Three years ago, the American Statistical Association (ASA) expressed hope that the world would move to a “post-p-value era.” The statement in which they made that recommendation has been cited more than 1,700 times, and apparently, the organization has decided that era’s time has come. (At least one journal had already banned p values by 2016.) In an editorial in a special issue of The American Statistician out today, “Statistical Inference in the 21st Century: A World Beyond P<0.05,” the executive director of the ASA, Ron Wasserstein, along with two co-authors, recommends that when it comes to the term “statistically significant,” “don’t say it and don’t use it.” (More than 800 researchers signed onto a piece published in Nature yesterday calling for the same thing.) We asked Wasserstein’s co-author, Nicole Lazar of the University of Georgia, to answer a few questions about the move. Here are her responses, prepared in collaboration with Wasserstein and the editorial’s third co-author, Allen Schirm.
So the ASA wants to say goodbye to “statistically significant.” Why, and why now?

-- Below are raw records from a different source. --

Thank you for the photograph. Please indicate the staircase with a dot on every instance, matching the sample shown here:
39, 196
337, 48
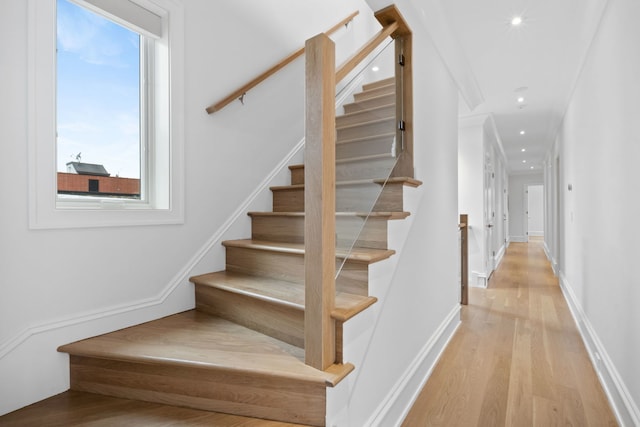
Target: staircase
241, 350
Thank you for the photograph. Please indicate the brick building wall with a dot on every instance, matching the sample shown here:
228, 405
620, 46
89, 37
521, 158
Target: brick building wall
71, 183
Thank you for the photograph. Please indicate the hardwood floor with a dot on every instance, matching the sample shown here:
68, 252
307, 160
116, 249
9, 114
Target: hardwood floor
517, 359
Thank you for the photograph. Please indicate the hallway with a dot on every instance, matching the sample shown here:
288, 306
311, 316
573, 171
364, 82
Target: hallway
517, 358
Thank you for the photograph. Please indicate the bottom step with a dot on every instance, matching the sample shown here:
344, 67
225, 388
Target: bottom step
199, 361
74, 408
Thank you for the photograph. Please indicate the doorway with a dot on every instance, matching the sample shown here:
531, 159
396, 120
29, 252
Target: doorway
534, 211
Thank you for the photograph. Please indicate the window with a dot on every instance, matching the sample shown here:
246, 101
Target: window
68, 133
101, 69
94, 186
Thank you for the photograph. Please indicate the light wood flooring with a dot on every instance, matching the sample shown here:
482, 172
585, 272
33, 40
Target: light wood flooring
517, 358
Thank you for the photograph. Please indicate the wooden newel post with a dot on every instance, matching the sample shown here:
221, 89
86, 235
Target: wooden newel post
464, 259
319, 178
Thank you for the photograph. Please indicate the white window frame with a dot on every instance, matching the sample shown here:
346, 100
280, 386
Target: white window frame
164, 201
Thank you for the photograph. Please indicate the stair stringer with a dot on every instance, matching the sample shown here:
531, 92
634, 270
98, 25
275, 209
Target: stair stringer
359, 331
211, 256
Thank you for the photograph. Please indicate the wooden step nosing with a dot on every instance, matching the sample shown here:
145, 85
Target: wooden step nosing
382, 215
366, 123
320, 378
343, 314
365, 158
366, 138
255, 295
410, 182
382, 87
370, 110
354, 159
378, 83
372, 99
361, 255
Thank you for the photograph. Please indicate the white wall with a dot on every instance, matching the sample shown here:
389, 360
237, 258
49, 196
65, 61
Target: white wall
535, 210
478, 149
518, 184
498, 186
59, 286
599, 148
471, 192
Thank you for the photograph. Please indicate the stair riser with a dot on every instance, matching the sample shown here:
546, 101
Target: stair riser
367, 130
374, 93
357, 198
290, 267
280, 322
363, 116
371, 234
370, 103
221, 390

In the past few years there has been a growing recognition in the scientific and statistical communities that the standard ways of performing inference are not serving us well. This manifests itself in, for instance, the perceived crisis in science (of reproducibility, of credibility); increased publicity surrounding bad practices such as p-hacking (manipulating the data until statistical significance can be achieved); and perverse incentives especially in the academy that encourage “sexy” headline-grabbing results that may not have much substance in the long run. None of this is necessarily new, and indeed there are conversations in the statistics (and other) literature going back decades calling to abandon the language of statistical significance. The tone now is different, perhaps because of the more pervasive sense that what we’ve always done isn’t working, and so the time seemed opportune to renew the call.
Much of the editorial is an impassioned plea to embrace uncertainty. Can you explain?
The world is inherently an uncertain place. Our models of how it works — whether formal or informal, explicit or implicit — are often only crude approximations of reality. Likewise, our data about the world are subject to both random and systematic errors, even when collected with great care. So, our estimates are often highly uncertain; indeed, the p-value itself is uncertain. The bright-line thinking that is emblematic of declaring some results “statistically significant” (p<0.05) and others “not statistically significant” (p>0.05) obscures that uncertainty, and leads us to believe that our findings are on more solid ground than they actually are. We think that the time has come to fully acknowledge these facts and to adjust our statistical thinking accordingly.
Your editorial acknowledges that the Food and Drug Administration (FDA) “has long established drug review procedures that involve comparing p-values to significance thresholds for Phase III drug trials,” at least in part because it wants to “avoid turning every drug decision into a court battle.” Isn’t there a risk that ending the use of statistical significance will empower those who use weak science to approve drugs that don’t work, or are dangerous?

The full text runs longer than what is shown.